En Ibéricos Salamanca, cada lomo ibérico que llega a la mesa cuenta una historia de esfuerzo, tiempo y auténtico sabor.
Desde la selección de la carne hasta el último momento de curación, cada paso se realiza con mimo para garantizar la mejor experiencia gastronómica.
Origen y despiece de la carne del lomo ibérico
El proceso comienza en la parte superior del cerdo ibérico, justo al lado de la espina dorsal.

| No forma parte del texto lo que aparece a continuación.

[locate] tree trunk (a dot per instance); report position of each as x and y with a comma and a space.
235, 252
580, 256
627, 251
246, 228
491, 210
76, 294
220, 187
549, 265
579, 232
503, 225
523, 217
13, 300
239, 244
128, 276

Se selecciona una pieza prácticamente entera, magra pero con la grasa infiltrada justa que caracteriza a los productos de bellota.
Se limpia cuidadosamente la grasa externa para conservar sólo la necesaria, y se trocea si la pieza es demasiado larga, lo que facilita un secado homogéneo y evita el desperdicio
Salado y macerado
La pieza se somete a un salado en seco, o salmuera seca, durante 1 o 2 días, dependiendo de su peso, en cámaras frescas entre 5 °C y 21 °C. Luego se lava y se deja escurrir para eliminar el exceso de sal y humedad, asegurando un equilibrio saludable de sabor y textura .
Adobo aromático
Después del salado, se prepara un adobo tradicional con pimentón, ajo, orégano, aceite de oliva e incluso un toque de vino blanco.
La pieza se baña con esta mezcla y se deja reposar durante 1 o 2 días en frío (entre 4 °C y 6 °C) para que los sabores penetren en la carne
Embuchado y curación inicial
El lomo ya adobado se embute en tripa —natural o artificial— llenándola sin que queden bolsas de aire, ya que estas favorecen la aparición de moho.
Luego se cuelga en secaderos a unos 18–20 °C con humedad controlada durante unos días, para iniciar el proceso de curado.
Curación en bodega
Tras la fase inicial, el lomo pasa a salas climatizadas —12–15 °C y 75–80 % de humedad— donde madura durante 2 meses como mínimo, o incluso hasta 4, dependiendo del producto y la calidad deseada
Este proceso es clave para que se desarrolle su aroma intenso, su color rojizo y su textura firme.
Listo para disfrutar del lomo ibérico
Una vez curado, el lomo ibérico se corta en finas lonchas, y es entonces cuando despliega todo su potencial: ese color rosado profundo, su aroma envolvente y su sabor equilibrado entre especiado y ligeramente dulce.
Por qué elegir el lomo de Ibéricos Salamanca
El lomo ibérico de Ibéricos Salamanca representa lo mejor de nuestra tierra:
- Selección de carne de cerdo ibérico criado en libertad y alimentado con bellotas, lo que define su sabor y calidad.
- Proceso artesanal respaldado por años de experiencia, pero mejorado con los controles modernos que garantizan seguridad y textura perfecta.
- Curación lenta y controlada, que permite conservar los aromas naturales y desarrollar un perfil gustativo excepcional.